Une fin inattendue et surprenante après un film en deux parties. Si la première traîne en longueur avec des plans paysages et personnages nous présentant le contexte, là seconde partie est vicieuse, et violente. Très bien filmé, avec de très beaux plans, agréable à regarder malgré la longueur de scènes inutiles et la longueur de certaines scènes malaisantes.
Amazon Prime tape très fort avec sa dernière exclusivité Saltburn. Comment parler de ce film, sans aborder la performance exceptionnelle de Barry Keoghan. Il est à couper le souffle. Pour certains, c'est une révélation, mais pour d'autres, une confirmation. L'acteur irlandais s’était révélé au grand public avec son rôle mineur dans Dunkerque. Par la suite, il s’était fait remarquer dans le blockbuster de Marvel, Les Eternels. Récemment, c’est dans Les Banshees d'Inisherin et la série Top Boy qu’il avait pu briller. Son personnage est fascinant.

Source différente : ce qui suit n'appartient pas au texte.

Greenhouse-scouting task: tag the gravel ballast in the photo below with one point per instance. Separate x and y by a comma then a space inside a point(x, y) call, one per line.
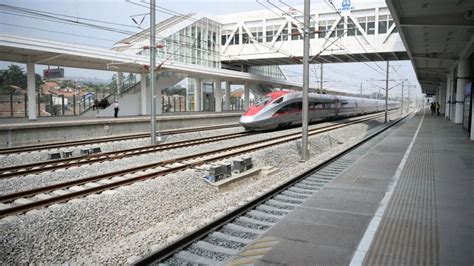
point(136, 219)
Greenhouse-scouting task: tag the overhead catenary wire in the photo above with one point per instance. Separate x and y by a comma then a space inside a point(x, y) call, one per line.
point(37, 15)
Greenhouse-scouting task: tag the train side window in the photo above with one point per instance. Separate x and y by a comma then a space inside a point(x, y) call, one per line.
point(290, 108)
point(263, 101)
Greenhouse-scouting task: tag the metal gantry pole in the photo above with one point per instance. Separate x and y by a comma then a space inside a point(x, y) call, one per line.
point(386, 93)
point(321, 82)
point(152, 72)
point(304, 137)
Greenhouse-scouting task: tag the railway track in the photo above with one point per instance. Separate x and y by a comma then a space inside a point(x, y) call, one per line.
point(23, 201)
point(63, 144)
point(221, 241)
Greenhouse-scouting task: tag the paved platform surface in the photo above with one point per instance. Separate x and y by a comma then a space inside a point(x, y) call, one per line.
point(429, 218)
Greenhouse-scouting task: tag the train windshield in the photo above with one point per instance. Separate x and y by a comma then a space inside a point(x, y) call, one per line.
point(262, 101)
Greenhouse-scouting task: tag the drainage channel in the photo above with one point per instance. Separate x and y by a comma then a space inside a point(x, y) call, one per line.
point(221, 241)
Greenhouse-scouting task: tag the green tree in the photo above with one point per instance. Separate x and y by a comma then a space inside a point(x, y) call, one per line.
point(15, 76)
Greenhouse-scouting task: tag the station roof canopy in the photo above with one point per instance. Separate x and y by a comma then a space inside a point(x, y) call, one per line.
point(436, 34)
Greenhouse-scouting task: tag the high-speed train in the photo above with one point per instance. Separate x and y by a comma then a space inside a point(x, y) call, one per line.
point(283, 109)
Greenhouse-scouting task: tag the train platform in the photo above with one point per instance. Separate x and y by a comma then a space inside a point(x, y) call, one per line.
point(407, 200)
point(21, 131)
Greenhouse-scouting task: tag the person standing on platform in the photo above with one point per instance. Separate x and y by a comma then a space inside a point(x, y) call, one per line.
point(116, 109)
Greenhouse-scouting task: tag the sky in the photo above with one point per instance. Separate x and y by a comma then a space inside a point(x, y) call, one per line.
point(344, 76)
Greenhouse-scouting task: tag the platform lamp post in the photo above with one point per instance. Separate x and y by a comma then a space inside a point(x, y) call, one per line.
point(304, 137)
point(152, 72)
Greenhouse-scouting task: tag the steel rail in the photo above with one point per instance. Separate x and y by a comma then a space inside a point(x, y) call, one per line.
point(62, 144)
point(25, 169)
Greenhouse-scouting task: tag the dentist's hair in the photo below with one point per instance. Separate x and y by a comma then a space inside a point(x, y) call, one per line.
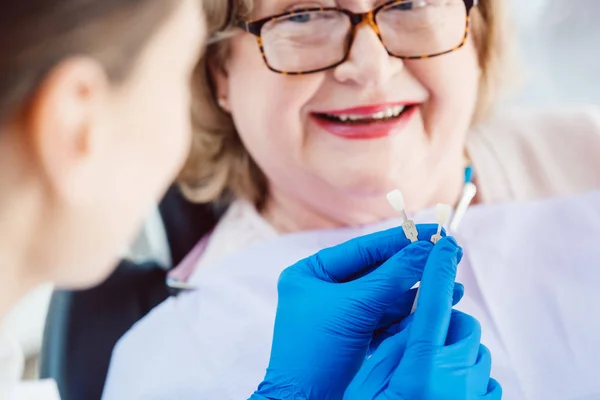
point(36, 35)
point(219, 168)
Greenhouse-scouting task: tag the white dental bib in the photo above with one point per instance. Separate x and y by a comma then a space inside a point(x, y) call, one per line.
point(531, 277)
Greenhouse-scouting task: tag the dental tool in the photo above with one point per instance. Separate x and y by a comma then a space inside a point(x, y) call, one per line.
point(442, 214)
point(396, 200)
point(469, 192)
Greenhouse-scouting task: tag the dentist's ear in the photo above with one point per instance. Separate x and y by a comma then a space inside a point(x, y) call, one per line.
point(63, 124)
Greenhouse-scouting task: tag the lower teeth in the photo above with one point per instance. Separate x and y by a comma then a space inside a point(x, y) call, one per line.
point(362, 121)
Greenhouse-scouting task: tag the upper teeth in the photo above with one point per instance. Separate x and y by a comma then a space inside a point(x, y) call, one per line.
point(388, 113)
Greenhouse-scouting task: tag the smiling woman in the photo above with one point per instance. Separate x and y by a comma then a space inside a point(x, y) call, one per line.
point(303, 129)
point(443, 94)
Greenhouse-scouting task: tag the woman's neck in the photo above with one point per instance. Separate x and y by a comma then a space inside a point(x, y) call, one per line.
point(18, 227)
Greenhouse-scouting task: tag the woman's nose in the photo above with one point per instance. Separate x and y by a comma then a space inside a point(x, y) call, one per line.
point(368, 64)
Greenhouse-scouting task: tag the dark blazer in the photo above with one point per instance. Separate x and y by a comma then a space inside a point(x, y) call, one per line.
point(82, 327)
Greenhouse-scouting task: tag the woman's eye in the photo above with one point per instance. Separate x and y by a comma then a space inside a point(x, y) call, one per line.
point(300, 17)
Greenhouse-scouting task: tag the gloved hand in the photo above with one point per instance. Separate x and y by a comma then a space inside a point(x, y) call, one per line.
point(437, 354)
point(329, 306)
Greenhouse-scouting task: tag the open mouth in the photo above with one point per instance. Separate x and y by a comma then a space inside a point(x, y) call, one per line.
point(387, 115)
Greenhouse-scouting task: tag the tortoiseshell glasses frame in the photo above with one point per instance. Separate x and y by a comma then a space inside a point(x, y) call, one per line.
point(255, 27)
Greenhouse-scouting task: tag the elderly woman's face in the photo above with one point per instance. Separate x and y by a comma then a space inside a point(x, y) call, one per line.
point(340, 139)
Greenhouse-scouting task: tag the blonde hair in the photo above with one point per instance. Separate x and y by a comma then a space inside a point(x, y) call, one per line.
point(219, 168)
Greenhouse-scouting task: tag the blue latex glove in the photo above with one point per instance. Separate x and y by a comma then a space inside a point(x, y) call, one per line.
point(437, 354)
point(330, 304)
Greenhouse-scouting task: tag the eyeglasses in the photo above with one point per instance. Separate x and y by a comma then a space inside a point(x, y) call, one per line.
point(309, 40)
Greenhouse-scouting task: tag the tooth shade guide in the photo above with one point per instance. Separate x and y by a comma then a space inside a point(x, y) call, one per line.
point(469, 192)
point(442, 214)
point(396, 200)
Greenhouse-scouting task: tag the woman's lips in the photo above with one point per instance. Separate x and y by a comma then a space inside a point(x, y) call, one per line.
point(373, 129)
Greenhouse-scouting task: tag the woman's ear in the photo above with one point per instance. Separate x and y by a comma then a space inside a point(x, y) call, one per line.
point(218, 74)
point(64, 125)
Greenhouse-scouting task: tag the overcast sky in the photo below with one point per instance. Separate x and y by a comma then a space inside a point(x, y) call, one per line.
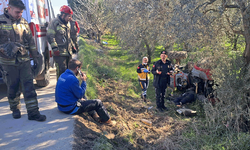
point(57, 4)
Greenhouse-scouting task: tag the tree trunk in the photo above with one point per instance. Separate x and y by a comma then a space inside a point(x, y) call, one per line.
point(235, 40)
point(246, 25)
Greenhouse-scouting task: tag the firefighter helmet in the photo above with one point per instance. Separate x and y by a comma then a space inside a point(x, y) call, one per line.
point(66, 9)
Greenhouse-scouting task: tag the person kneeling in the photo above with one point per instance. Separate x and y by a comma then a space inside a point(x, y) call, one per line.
point(69, 95)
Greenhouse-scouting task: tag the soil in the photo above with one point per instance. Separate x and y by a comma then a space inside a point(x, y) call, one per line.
point(129, 132)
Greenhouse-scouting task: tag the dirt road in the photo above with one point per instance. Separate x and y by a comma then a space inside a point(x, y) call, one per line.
point(55, 133)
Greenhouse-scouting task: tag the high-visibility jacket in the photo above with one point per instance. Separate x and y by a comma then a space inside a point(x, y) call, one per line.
point(142, 75)
point(74, 34)
point(18, 33)
point(58, 36)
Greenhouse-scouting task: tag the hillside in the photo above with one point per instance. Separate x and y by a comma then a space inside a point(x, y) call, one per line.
point(112, 78)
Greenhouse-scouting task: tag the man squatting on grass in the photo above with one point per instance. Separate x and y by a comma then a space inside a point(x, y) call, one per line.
point(69, 95)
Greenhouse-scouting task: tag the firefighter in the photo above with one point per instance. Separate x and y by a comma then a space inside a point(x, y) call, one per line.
point(161, 70)
point(74, 31)
point(58, 36)
point(16, 42)
point(143, 71)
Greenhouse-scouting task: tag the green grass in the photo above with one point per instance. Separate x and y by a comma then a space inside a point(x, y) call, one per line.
point(118, 64)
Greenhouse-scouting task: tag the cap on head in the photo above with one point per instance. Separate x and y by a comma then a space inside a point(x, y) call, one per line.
point(17, 3)
point(164, 52)
point(66, 9)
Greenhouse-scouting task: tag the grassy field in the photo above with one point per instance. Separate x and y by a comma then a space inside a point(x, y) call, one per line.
point(112, 78)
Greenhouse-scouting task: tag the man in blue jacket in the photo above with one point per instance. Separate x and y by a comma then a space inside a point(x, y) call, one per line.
point(69, 95)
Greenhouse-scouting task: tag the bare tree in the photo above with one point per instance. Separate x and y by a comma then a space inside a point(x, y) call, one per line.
point(89, 14)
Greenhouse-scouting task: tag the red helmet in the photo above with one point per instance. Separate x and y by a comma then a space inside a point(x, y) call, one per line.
point(66, 9)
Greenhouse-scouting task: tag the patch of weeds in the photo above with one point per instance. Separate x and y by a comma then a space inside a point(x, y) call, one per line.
point(135, 125)
point(102, 143)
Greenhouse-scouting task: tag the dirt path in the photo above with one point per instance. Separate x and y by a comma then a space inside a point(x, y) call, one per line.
point(21, 134)
point(130, 132)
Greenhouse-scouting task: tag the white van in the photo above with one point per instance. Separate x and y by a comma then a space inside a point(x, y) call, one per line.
point(38, 13)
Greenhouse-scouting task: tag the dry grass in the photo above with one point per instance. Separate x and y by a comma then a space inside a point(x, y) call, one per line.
point(130, 132)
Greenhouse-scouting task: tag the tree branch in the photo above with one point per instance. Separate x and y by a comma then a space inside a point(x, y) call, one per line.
point(236, 32)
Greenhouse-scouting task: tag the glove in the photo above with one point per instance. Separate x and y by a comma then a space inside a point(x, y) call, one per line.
point(57, 53)
point(55, 49)
point(35, 60)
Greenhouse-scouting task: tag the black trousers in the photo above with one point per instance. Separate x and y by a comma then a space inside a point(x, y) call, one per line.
point(144, 86)
point(93, 107)
point(160, 96)
point(16, 77)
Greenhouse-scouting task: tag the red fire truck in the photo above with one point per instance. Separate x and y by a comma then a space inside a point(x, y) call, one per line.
point(38, 13)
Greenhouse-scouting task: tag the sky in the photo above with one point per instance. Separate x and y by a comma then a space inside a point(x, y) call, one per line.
point(57, 4)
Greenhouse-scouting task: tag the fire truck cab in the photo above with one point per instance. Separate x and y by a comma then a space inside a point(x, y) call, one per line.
point(38, 13)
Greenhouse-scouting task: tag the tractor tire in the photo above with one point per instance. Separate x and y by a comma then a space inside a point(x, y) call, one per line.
point(177, 54)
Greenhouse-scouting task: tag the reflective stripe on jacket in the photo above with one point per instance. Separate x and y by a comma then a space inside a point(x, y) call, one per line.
point(142, 75)
point(16, 31)
point(58, 35)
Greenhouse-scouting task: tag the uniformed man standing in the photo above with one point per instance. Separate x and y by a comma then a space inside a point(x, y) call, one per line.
point(58, 36)
point(143, 71)
point(74, 31)
point(15, 60)
point(161, 70)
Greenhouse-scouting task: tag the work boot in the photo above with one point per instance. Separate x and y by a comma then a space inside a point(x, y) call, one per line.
point(16, 114)
point(96, 117)
point(37, 117)
point(159, 109)
point(110, 122)
point(165, 108)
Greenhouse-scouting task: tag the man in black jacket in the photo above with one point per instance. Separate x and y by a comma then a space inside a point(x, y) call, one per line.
point(161, 70)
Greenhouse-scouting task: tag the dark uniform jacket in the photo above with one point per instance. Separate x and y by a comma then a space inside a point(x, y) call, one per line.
point(142, 76)
point(58, 36)
point(158, 66)
point(74, 34)
point(16, 40)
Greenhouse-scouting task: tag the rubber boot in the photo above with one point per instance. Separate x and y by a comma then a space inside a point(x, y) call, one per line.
point(35, 115)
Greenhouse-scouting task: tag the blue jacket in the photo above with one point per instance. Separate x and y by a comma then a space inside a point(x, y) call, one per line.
point(68, 92)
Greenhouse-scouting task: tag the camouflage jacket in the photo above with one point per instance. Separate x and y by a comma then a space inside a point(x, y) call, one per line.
point(58, 36)
point(15, 39)
point(74, 34)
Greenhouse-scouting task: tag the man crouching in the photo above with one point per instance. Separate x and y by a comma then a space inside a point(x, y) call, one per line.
point(69, 95)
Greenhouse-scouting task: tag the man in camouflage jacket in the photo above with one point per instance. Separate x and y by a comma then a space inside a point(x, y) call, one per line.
point(16, 42)
point(58, 36)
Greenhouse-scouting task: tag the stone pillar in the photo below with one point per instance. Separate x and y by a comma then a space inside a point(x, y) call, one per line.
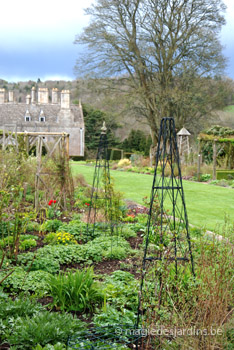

Oliver Quick est un manipulateur né. Au départ, on est attendris par lui. Cependant, au fur et à mesure, notre regard change quand on se rend compte de sa facette maléfique. Son évolution est donc passionnante. Cela exalte Saltburn. Au centre de ce labyrinthe émotionnel, se trouve la relation avec son meilleur ami. Amitié appuyée, admiration aveugle, amour inavoué ? Tant de possibilités s’offrent à nous tant, Oliver se faufile entre les lignes.
Grâce à ce lien avec son meilleur ami, nous sommes plongés dans la bourgeoisie anglaise. C’est dans ce monde bien particulier qu’Oliver va tenter de se faire sa place. Pour cela, il use de tous les moyens possibles. Lui, pauvre fils de toxicomane, ne doit reculer devant rien pour garder les faveurs de la famille Felix. Il faut dire que l’animosité de Farleigh est redoutable. On peut d’ailleurs saluer les performances de Jacob Elordi, Archie Madekwe ou encore Rosamund Pike. À travers eux, on se rend compte des excès de cette bourgeoisie.
C'est la mise en scène qui vient sublimer ce film. La musique, notamment, permet d’ajouter une touche de grandeur. Elle exergue chaque moment dramatique et de suspense. À cela, il faut ajouter un sens de la photographie précis ajusté selon l’évolution d’Oliver.
Comme un air de déjà vu ! Se veut original mais c'est un cocktail de tout ce qui a déjà pû se faire mais en moins bien, limite parodique ! L'étoile c'est pour la petite scène finale un peu sympa
Saltburn c'est le domaine d'une famille aristocrate anglaise qui va inviter un jeune prolo à venir y passer l'été. La vanité de cette caste a déjà été portée à l'écran (le cercle des poètes disparus, les lois de l'attraction, the riot club, la crème de la crème), et cette déclinaison n'est pas sa principale force (le père est un doux fêlé principalement intéressé par ses assiettes fleuries, sa flore et ses déguisements de soirée ; la mère est une ancienne mannequin commère sans fond ; la fille est boulimique et nymphomane ; le cousin est une folle putassant et vivant au crochet), bref, tous sont hors sol, sauf le fils, Jacob Elordi (loin de la toxicité d'Euphoria), altruiste et bel homme, il est objet de toutes les attentions... Et notamment celle du protagoniste, taciturne et envieux, entre amitié et amour. La vie de campus, la vie de château, les grandes soirées, les fausses amitiés, l'oisiveté chic etc sont brossées et le film a l'extrême gentillesse de ne pas en faire trop (si ce n'est deux scènes osées ou polémiques en lien avec une baignoire), au risque de paraître superficiel comme l'univers qu'il dépeint manquant presque de sel sauf qu'il y a ce poison insidieux, l'invité qui observe, se love et tisse sa toile. Or c'est seulement la dernière partie, beaucoup plus cynique et noire, qui va remettre en perspective tout le déroulé. Barry Keoghan et son visage troublant explose et dévoile son talent monstre. Saltburn porte bien son nom : exquis, brûlant, acide.